“This is revelation,” said Elder Kim B. Clark, General Authority and Commissioner of Church Education. “This is the Lord moving us to a position to educate and develop the rising generation in a more powerful way than we have ever done before.”
For the past 10 years, Richard Dowse has been teaching released-time seminary in Utah County. Whether he is teaching about families, studying the scriptures, or helping students work through a question, he hopes his classroom is a place for students to feel the Spirit as they learn about the gospel.
“Our youth are trying to make sense of things and want to know what to do,” he said. “They want to believe and are looking for understanding to anchor themselves to.”

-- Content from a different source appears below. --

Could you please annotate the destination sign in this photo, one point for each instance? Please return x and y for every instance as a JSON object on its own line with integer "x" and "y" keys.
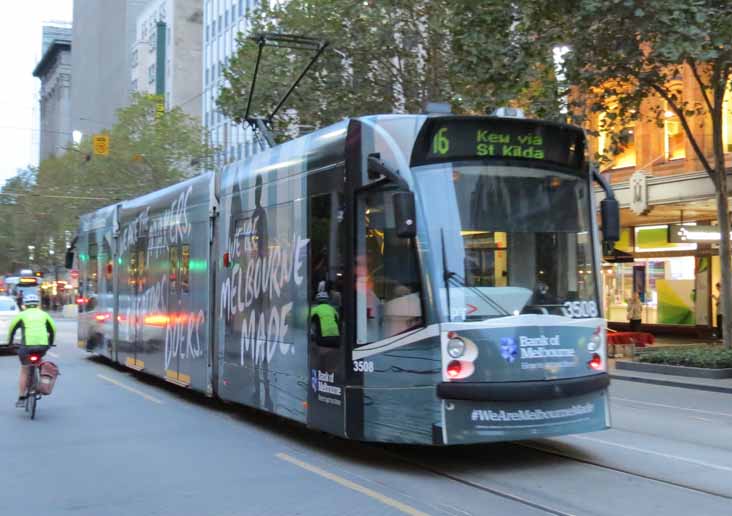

Often in his classes, Brother Dowse, who will teach at the American Fork High School Seminary this fall, has questions from students about a variety of topics. Although he has addressed questions and concerns many times in the past, this school year will be different, he says, with the addition of Doctrinal Mastery added to the seminary curriculum.
“[The students] need it so much,” said Brother Dowse. “They can’t be passive about their beliefs anymore. And we need to help empower them to find answers for themselves so they are solid in their identity and are able to explain and teach the doctrine to others.”
Brother Dowse is one of the more than 50,000 seminary instructors from 150 countries around the world who listened in—both in the Conference Center Little Theater and by broadcast—as Church leaders and Church Educational System administrators explained the new initiative as part of the 2016 Seminaries and Institutes Annual Training Broadcast on June 14.